On February 13, 2017, the Australian Senate passed a bill establishing a mandatory requirement to notify the Privacy Commissioner and affected individuals of “eligible” data breaches. The Privacy Amendment (Notifiable Data Breaches) Act 2016, which was passed by the House of Representatives the previous week, amends Australia’s Privacy Act 1988 and is slated to take effect on February 22, 2018 if no earlier date is proclaimed.
The new law introduces a data breach notification scheme that obligates all agencies and businesses that are regulated by the Privacy Act to provide notice to the Office of the Australian Information Commissioner (OAIC) and affected individuals of certain data breaches that are “likely” to result in “serious harm.”
An explanatory memorandum accompanying the law indicates that “serious harm” is “likely” if it is more probable than not, and lists factors to consider when making the determination, such as the sensitivity of the information involved, whether the information was protected, who may have obtained the information, and the nature of the harm that could result. Although “serious harm” is not defined, the explanatory memorandum states that serious physical, psychological, emotional, economic, reputational or financial harm may qualify, as well as other types of serious harm that reasonably could result from the breach.
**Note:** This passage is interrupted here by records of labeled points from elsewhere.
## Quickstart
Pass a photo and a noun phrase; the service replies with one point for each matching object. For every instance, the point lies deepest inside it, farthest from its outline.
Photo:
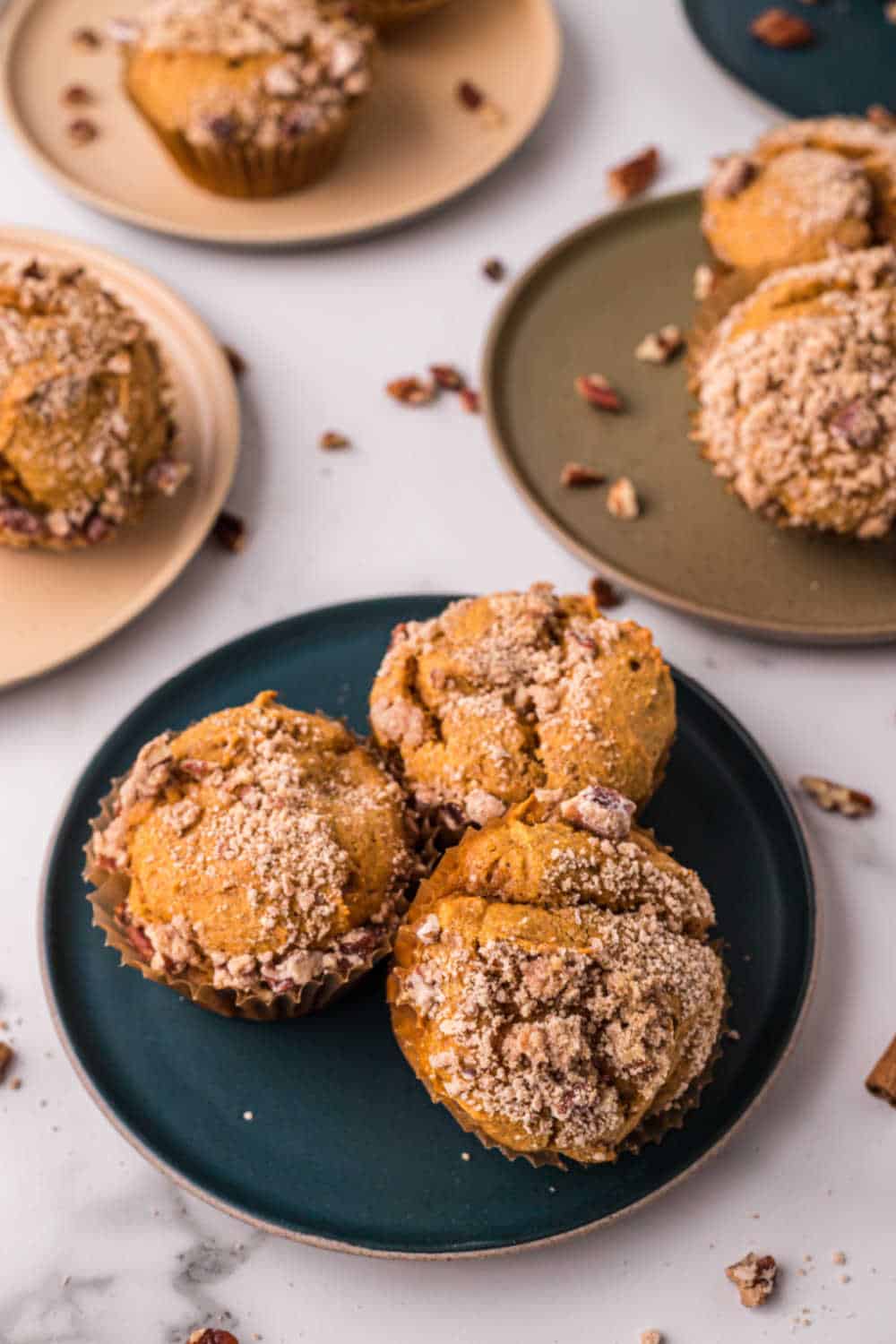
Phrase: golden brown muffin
(260, 855)
(552, 986)
(805, 187)
(252, 97)
(798, 395)
(86, 430)
(519, 691)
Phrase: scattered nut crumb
(88, 39)
(230, 532)
(7, 1055)
(659, 347)
(605, 594)
(238, 365)
(411, 392)
(82, 131)
(597, 390)
(704, 281)
(75, 96)
(447, 378)
(332, 440)
(622, 500)
(633, 177)
(778, 29)
(754, 1277)
(837, 797)
(575, 475)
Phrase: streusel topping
(798, 395)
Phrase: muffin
(552, 984)
(797, 394)
(805, 188)
(506, 694)
(250, 97)
(257, 862)
(86, 429)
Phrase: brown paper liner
(110, 890)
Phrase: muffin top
(554, 1015)
(263, 843)
(519, 691)
(85, 419)
(226, 72)
(798, 395)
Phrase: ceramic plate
(346, 1150)
(54, 607)
(414, 148)
(848, 67)
(582, 308)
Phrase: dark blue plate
(849, 66)
(346, 1150)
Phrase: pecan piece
(600, 811)
(754, 1277)
(332, 440)
(82, 131)
(230, 532)
(575, 475)
(595, 390)
(837, 797)
(633, 177)
(622, 500)
(778, 29)
(659, 347)
(411, 392)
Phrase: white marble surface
(94, 1245)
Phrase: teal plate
(346, 1150)
(848, 67)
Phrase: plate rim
(228, 445)
(775, 631)
(108, 1110)
(13, 18)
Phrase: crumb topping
(799, 413)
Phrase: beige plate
(414, 148)
(54, 607)
(582, 308)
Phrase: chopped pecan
(605, 594)
(575, 475)
(230, 532)
(411, 392)
(778, 29)
(633, 177)
(837, 797)
(332, 440)
(858, 424)
(82, 131)
(622, 500)
(754, 1277)
(595, 390)
(659, 347)
(447, 378)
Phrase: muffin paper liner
(110, 890)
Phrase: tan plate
(583, 308)
(414, 148)
(56, 607)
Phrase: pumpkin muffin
(805, 187)
(257, 862)
(552, 986)
(519, 691)
(797, 395)
(250, 97)
(86, 430)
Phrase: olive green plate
(583, 308)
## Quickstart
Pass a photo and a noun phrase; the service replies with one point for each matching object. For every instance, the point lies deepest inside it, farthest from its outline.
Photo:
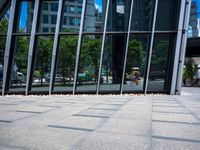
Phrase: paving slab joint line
(175, 139)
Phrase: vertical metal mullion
(151, 46)
(79, 44)
(127, 43)
(178, 46)
(32, 43)
(102, 46)
(8, 44)
(55, 44)
(183, 46)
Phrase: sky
(23, 18)
(98, 4)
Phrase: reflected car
(58, 78)
(156, 75)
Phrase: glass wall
(74, 52)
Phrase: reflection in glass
(19, 64)
(118, 15)
(47, 16)
(167, 14)
(159, 75)
(42, 68)
(25, 16)
(66, 57)
(4, 23)
(93, 16)
(112, 65)
(71, 16)
(142, 15)
(136, 63)
(89, 63)
(2, 51)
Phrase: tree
(136, 55)
(90, 56)
(44, 51)
(3, 29)
(159, 55)
(67, 56)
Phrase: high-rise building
(194, 18)
(67, 49)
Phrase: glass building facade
(92, 46)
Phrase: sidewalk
(101, 122)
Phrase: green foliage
(37, 73)
(136, 55)
(67, 55)
(189, 70)
(3, 25)
(159, 54)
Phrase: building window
(54, 6)
(72, 21)
(53, 19)
(65, 8)
(45, 6)
(78, 21)
(65, 20)
(52, 29)
(71, 9)
(79, 9)
(45, 19)
(45, 29)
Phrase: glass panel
(167, 14)
(2, 50)
(161, 66)
(66, 58)
(43, 63)
(93, 16)
(25, 16)
(48, 16)
(4, 23)
(136, 62)
(71, 16)
(89, 63)
(113, 59)
(19, 64)
(118, 15)
(142, 15)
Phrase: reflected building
(67, 49)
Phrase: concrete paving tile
(105, 141)
(13, 116)
(129, 127)
(132, 115)
(95, 112)
(79, 122)
(176, 130)
(106, 106)
(162, 144)
(173, 117)
(33, 138)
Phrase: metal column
(151, 46)
(31, 45)
(103, 44)
(79, 44)
(183, 46)
(178, 46)
(55, 45)
(127, 43)
(8, 44)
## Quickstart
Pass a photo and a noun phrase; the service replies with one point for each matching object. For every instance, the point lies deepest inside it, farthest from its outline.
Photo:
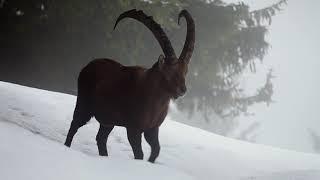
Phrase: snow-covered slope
(34, 123)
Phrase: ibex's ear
(161, 61)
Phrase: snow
(34, 124)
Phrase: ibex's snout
(182, 90)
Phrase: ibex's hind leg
(134, 137)
(81, 116)
(151, 136)
(102, 138)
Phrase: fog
(294, 57)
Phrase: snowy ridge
(34, 123)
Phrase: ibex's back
(134, 97)
(121, 95)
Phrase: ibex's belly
(127, 115)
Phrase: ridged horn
(190, 38)
(154, 27)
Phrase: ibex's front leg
(102, 138)
(151, 136)
(134, 137)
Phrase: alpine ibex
(132, 96)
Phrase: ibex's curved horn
(189, 42)
(153, 26)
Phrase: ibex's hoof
(67, 144)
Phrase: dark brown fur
(130, 96)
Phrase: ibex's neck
(156, 85)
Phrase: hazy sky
(294, 37)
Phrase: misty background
(253, 75)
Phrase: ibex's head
(173, 69)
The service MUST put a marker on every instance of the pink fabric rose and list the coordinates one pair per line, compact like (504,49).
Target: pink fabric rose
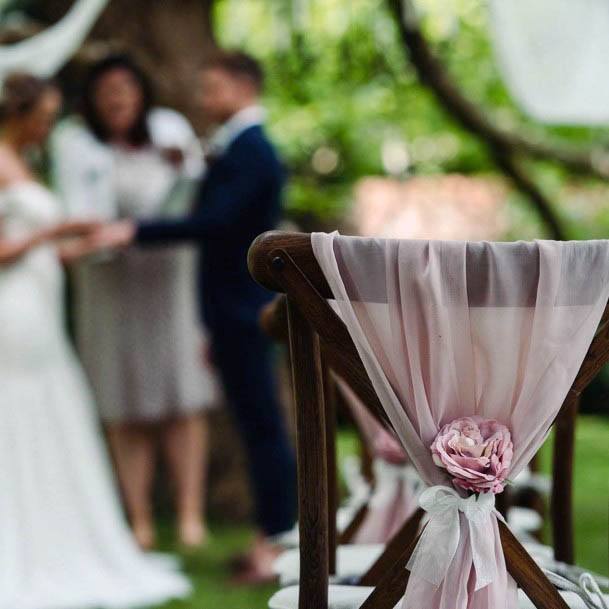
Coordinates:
(476,452)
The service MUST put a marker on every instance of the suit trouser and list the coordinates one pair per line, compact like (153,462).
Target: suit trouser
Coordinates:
(244,360)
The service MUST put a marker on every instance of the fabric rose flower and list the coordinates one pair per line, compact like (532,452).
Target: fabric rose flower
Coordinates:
(476,452)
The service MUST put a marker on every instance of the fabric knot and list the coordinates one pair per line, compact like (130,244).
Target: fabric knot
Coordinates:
(440,539)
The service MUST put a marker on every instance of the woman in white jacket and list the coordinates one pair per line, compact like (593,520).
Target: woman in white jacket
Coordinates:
(136,327)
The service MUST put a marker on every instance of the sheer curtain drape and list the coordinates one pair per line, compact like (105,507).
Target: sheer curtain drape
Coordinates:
(451,329)
(45,53)
(554,57)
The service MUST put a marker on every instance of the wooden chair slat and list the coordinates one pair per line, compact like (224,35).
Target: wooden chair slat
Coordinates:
(311,451)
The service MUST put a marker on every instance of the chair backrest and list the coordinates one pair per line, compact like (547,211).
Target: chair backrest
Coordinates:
(285,263)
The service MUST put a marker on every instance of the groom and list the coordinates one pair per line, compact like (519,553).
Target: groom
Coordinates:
(238,199)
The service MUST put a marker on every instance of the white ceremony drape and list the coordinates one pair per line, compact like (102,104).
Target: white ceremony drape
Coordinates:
(554,57)
(453,329)
(44,54)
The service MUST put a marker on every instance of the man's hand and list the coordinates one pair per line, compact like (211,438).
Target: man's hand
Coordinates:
(114,235)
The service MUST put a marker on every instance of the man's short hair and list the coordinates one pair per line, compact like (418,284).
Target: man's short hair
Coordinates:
(237,63)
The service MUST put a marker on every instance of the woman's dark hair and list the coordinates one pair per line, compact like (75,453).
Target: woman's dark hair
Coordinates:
(20,94)
(139,134)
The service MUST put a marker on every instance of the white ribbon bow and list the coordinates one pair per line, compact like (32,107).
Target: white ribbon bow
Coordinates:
(440,539)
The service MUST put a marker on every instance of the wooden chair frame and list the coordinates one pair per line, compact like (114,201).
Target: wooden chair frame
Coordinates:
(274,322)
(285,263)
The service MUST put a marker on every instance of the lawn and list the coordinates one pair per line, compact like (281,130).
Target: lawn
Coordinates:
(213,589)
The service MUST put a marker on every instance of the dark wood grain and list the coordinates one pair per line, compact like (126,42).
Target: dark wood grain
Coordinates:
(331,460)
(339,349)
(561,498)
(392,584)
(311,451)
(301,251)
(403,538)
(527,573)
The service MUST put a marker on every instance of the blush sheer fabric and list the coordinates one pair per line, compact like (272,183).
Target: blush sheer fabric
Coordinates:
(450,329)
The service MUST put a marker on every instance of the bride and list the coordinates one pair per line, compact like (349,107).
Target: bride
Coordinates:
(63,540)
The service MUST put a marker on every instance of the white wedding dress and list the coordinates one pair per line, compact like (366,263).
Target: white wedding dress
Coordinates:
(64,543)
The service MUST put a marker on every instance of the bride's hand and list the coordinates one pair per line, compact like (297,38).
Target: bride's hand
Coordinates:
(114,235)
(74,228)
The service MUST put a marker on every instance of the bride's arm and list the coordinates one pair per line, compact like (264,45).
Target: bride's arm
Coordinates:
(11,250)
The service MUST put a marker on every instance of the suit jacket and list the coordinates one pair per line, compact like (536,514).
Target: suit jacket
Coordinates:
(239,198)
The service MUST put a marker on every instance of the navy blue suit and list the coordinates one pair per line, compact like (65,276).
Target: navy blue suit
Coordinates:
(239,198)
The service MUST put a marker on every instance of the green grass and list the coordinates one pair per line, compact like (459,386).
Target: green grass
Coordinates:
(591,492)
(213,589)
(210,576)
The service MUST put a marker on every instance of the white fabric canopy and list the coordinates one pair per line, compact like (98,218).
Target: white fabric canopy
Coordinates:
(554,57)
(45,53)
(450,329)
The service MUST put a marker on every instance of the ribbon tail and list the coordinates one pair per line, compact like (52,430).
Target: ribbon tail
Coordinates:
(482,539)
(436,547)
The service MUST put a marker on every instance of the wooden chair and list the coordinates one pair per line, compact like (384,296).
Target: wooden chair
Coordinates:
(285,263)
(274,321)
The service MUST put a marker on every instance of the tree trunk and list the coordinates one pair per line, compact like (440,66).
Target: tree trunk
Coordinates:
(169,38)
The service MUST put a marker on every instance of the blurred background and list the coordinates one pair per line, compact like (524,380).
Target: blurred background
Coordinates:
(373,145)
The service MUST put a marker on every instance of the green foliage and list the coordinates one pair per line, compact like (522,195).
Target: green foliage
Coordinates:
(339,81)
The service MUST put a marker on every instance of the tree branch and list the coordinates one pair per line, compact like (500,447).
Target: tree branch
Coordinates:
(431,72)
(502,145)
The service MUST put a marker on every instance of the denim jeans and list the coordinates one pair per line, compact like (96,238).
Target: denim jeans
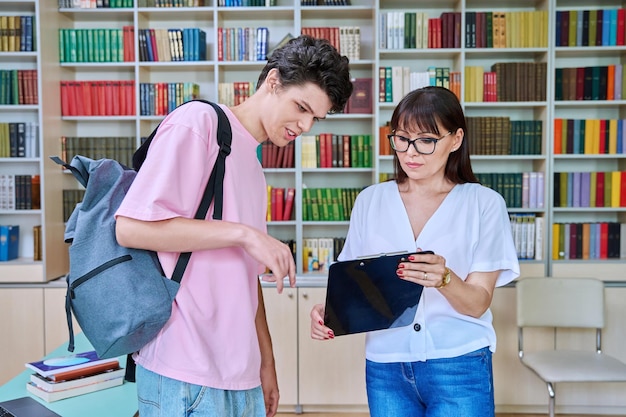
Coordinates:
(461,386)
(160,396)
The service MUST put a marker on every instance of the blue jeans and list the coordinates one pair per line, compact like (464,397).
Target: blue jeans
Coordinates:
(160,396)
(461,386)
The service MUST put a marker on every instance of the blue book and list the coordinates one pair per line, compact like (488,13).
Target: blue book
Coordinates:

A failure to notify that is found to constitute a serious interference with privacy under the Privacy Act may result in a fine of up to AU$360,000 (about US$274,560) for individuals or AU$1.8 million (about US$1.37 million) for organizations.
Prior to the passage of this bill, the OAIC had a voluntary breach notification system in place and had published a best practice guide that will be updated prior to implementation of the mandatory notification requirement. According to a statement issued by Australian Privacy and Information Commissioner Timothy Pilgrim, from 2015 to 2016 the OAIC received 107 voluntary data breach notifications.